Enfin ce qui va être déterminant , ce ne sont pas des gestes magiques de la part de Jésus qui agit dans une grande discrétion, mais tout simplement c’est cette prière d’action de grâce dans sa bouche. Action de grâce pour la générosité, la confiance de cet enfant, celle de ses disciples, celle de cette foule qui s’assoit dans l’attente de ce qui va se passer. Pour Jésus, tous ces petits gestes, toutes ces attitudes sont l’expression de l’amour de Dieu, et c’est cela son action de grâce. Et en rendant grâce, Jésus ne veut pas s’attribuer le succès de l’opération ;il en est juste l’instrument, le médiateur, Dieu étant celui qui donne généreusement.

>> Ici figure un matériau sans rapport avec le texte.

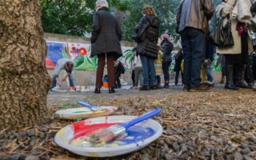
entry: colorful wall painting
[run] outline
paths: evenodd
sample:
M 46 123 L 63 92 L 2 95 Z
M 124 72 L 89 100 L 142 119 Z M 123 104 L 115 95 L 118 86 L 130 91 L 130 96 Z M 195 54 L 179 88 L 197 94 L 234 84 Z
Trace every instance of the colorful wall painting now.
M 90 58 L 90 44 L 46 41 L 46 68 L 54 69 L 60 58 L 67 58 L 74 62 L 75 70 L 96 70 L 97 57 Z M 132 47 L 122 47 L 123 56 L 118 60 L 126 70 L 130 67 Z
M 52 70 L 54 68 L 58 59 L 67 58 L 74 62 L 74 70 L 96 70 L 97 57 L 90 58 L 90 44 L 86 43 L 71 43 L 63 42 L 46 41 L 47 55 L 46 58 L 46 68 Z M 133 47 L 122 46 L 123 56 L 118 60 L 123 64 L 125 69 L 130 70 L 132 61 Z M 172 62 L 170 70 L 172 71 L 175 66 L 175 54 L 177 51 L 172 52 Z M 212 68 L 214 71 L 221 71 L 220 66 L 215 66 L 218 56 L 214 57 L 212 62 Z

Des défis, nous en avons beaucoup à relever, peut-être encore plus importants que de nourrir 5000 hommes avec le pique-nique d’un enfant. C’est le défi de la paix, de la justice, de la fraternité , du dialogue, en ces temps difficiles que nous traversons. Si nous réagissons comme l’apôtre Philippe, devant l’immensité des problèmes, en baissant les bras, alors tout paraît impossible. En revanche si nous acceptons de regarder autrement la réalité, notamment en faisant attention aux moindres gestes, aux plus petites paroles qui font avancer l’entente, la fraternité, même si ce n’est pas plus gros qu’un casse-croûte, si nous portons des paroles de confiance et non de dénigrement permanent, Dieu saura nous combler au-delà de toute attente.
Avant-hier soir avait lieu la cérémonie d’ouverture des J.O. : au-delà de ce qu’on pourrait retenir comme un désir de promotion nationale, n’y avait-il pas une belle image de la joie de se retrouver entre toutes les nations autour du sport ? J’ai tendance à voir dans cette multiplication des pains un formidable appel à dépasser notre amertume et notre angoisse devant un futur menaçant,à rester attentif et vigilant (comme André) à tout ce qui contribue à des rapports bienveillants, et enfin à rendre grâce pour tout ce que le Seigneur nous donne : c’est le rôle de toute eucharistie, où nous recevons la vie en abondance. Ce sera toujours dans la fragilité, la vulnérabilité, dans la pauvreté, mais la fécondité d’une telle attitude dépassera notre imagination.